Coors-runs are not the same as Astrodome-runs, because they purchase the desired result (wins) at different rates (e.g. it may take an average of 6 Coors-runs to purchase a win, but only 3.75 Astrodome-runs on average) .  Using park factors in this way translates all runs earned into a “common” currency — usually league-average runs.A second and distinct use of park factors is to project what a player’s raw production would have been in a neutral park (or a particular park, say guessing what Dante Bichette would hit in Fenway).
In general this involves looking at the components of a player’s production (i.e. how many of his hits were home runs, doubles, singles, how often he struck out, etc.) and looking at a park’s particular effect on that kind of production.   When considering a player moving between parks, the park effects come into play twice — once in converting a player’s actual stats to a neutral park as a baseline, then converting into the new park.  This kind of analysis is considerably more difficult than the “value” use of park factors, and is done more rarely.The most common form of park factors are computed by dividing the home total of some stat of interest by the road total (assuming equal numbers of games played at home and away).  E.g.

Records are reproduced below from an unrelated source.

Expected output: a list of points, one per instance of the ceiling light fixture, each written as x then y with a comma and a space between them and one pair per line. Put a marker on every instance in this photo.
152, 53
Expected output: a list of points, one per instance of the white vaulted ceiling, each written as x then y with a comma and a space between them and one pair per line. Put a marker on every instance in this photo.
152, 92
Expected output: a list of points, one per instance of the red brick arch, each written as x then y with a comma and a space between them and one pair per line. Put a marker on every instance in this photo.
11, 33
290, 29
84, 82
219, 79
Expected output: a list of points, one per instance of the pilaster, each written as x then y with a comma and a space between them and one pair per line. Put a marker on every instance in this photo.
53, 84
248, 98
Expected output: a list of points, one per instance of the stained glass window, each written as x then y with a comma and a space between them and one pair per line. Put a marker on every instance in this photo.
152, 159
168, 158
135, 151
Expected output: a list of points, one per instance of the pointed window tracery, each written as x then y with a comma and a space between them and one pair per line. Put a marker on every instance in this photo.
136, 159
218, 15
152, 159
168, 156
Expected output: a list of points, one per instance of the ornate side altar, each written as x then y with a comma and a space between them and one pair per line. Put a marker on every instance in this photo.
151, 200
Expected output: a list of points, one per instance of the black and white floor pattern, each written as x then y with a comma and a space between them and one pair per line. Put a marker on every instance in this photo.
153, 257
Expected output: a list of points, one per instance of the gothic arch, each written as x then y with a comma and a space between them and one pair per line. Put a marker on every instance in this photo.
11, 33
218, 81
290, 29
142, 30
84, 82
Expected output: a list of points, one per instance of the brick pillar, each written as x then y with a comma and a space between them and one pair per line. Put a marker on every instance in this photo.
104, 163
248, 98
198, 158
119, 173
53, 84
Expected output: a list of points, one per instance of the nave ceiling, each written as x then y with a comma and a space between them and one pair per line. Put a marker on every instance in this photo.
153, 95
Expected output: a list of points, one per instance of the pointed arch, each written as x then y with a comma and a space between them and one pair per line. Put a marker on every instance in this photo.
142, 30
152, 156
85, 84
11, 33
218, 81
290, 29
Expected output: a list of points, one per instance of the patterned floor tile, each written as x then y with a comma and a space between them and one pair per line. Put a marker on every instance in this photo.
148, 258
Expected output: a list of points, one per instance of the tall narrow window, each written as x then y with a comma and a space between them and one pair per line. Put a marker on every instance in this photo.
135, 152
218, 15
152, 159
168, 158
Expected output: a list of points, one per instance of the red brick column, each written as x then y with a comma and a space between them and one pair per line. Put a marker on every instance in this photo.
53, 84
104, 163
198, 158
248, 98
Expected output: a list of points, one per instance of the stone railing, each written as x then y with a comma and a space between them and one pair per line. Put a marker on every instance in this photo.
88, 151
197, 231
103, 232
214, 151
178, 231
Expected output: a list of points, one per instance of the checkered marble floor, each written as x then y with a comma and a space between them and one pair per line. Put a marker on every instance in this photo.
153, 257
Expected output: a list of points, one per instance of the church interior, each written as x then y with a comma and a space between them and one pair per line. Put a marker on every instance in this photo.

If Red Sox home games saw 847 runs scored (between both teams), while Red Sox road games saw 770 runs scored, the the Park Factor for Runs in Fenway would be 847/770 = 1.10 (usually written without the decimal point as 110).  This means that 10% more runs were scored during games at Fenway than with the same teams (the Red Sox and their opponents) away from Fenway.  Park factors can be computed thusly for any stat (HR, SO, etc.), but the Park Factor for runs is the most common.

When adjusting a player’s statistics, the Park Factor is usually halved, reflecting the fact that only half of the average player’s games are played at home, while the rest are in the other league parks (usually assumed to be league average when all road games are aggregated).  E.g. If a player had a raw RC/27 of 7.40 and played in a hitter’s park with a PF of 108, the actual park factor used would be 104 (half of the 8% inflation in the hitter’s park), and the adjusted RC/27 would be 7.40 / 1.04 = 7.12.  Similarly a pitcher in the same park who’s ERA was 3.80 would see an improvement in his adjusted ERA of 3.65 ( = 3.80 / 1.04).  Park Factors for pitchers’ parks are < 1 (or less than 100 when omitting the decimal), and serve to boost hitter’s numbers while penalizing pitcher’s numbers.

There are more advanced forms of park factors, which adjust for the differences in batting and pitcher factors, computing road park factors that normalize for the fact that treating the road as league average is not completely precise, and more.